187. COPFS and CJSW have different responsibilities and roles in the delivery of diversion. It is for the prosecutor to assess whether it is in the public interest to offer diversion, having regard to the competing interests of any victim, the offender and the community. An assessment of risk is factored into such decisions.

188. Thereafter, it is the responsibility of CJSW to assess the individual needs of the offender and address these through the universal services available in the Local Authority, or through commissioning the appropriate services.

189. Based on this shared understanding of approach we were reassured by senior representatives from CJSW and practitioners, who deliver diversion, that any offence referred by the prosecutor can be considered and that their overriding objective is to engage with young people in a welfare-based system and to keep them out of the criminal justice system.

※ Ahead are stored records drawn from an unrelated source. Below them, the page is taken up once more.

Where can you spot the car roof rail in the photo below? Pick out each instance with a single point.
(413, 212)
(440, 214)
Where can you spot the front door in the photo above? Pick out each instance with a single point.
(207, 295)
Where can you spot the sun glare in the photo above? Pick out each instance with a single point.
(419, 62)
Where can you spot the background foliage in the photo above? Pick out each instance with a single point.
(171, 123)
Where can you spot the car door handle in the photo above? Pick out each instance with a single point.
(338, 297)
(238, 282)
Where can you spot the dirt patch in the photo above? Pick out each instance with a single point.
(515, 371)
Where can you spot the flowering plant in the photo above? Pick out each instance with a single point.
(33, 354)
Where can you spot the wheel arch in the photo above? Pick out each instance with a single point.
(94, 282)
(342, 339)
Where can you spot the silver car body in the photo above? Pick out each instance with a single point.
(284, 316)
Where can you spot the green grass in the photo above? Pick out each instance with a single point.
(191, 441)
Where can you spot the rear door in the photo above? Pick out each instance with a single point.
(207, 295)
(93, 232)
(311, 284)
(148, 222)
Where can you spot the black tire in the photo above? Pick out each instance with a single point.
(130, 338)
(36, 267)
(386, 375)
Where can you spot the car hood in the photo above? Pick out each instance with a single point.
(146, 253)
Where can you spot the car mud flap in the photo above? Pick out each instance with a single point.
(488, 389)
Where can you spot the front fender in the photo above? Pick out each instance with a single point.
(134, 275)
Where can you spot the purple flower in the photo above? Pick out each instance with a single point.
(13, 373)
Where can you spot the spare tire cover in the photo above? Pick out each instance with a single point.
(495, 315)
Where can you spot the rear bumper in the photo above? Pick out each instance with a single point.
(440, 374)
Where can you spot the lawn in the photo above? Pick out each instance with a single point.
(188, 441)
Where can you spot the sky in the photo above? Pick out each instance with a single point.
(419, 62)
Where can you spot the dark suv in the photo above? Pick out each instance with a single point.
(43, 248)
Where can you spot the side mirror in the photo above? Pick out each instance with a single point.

190. The dual approach of tailoring diversion to the individual offender's needs through a range of universal services and dedicated prosecutors, within the national marking unit (NICP), making decisions in the majority of summary cases should provide greater accessibility to, and consistency in the use of diversion.

Capacity of Services

191. Other than the case declined due to the unavailability of an interpreter, there were no cases, in our review, not accepted by CJSW due to lack of availability of services or capacity.

192. We are aware, however, that capacity to deliver diversion has been an issue in some Local Authorities. One Local Authority has a backlog of cases – some from April this year[100] – awaiting assessment for suitability by CJSW. We were told that measures have been taken to remedy the situation.

193. Delays of this nature have the potential to undermine confidence in diversion and dilute the impact of the intervention on the young person. The closer the intervention to the offending, the greater the likelihood of a positive outcome.

194. All Local Authorities have the necessary skills and expertise to work with young offenders subject to a CPO. Diversion requires similar skills and provides the young person with the appropriate support but at an earlier stage and crucially before the offender enters the adult criminal system. It is, undoubtedly, more cost effective than prosecution with the possibility of the offender being made subject to a CPO or a period of detention.

195. We recognise that fluctuations in the number of referrals for diversion by COPFS have historically created difficulties for some Local Authorities to deliver a consistent service. The combination of a dedicated prosecutor dealing with cases involving 16/17 year olds and an approach by COPFS to maximise the use of diversion for all young people under 18 years should provide greater consistency in the number of young people being referred.

196. With that in mind, to secure the objective of keeping as many young people out of the formal justice system, consideration should be given to re-aligning the current funding streams for CJSW to better resource a preventative, earlier intervention approach through diversion.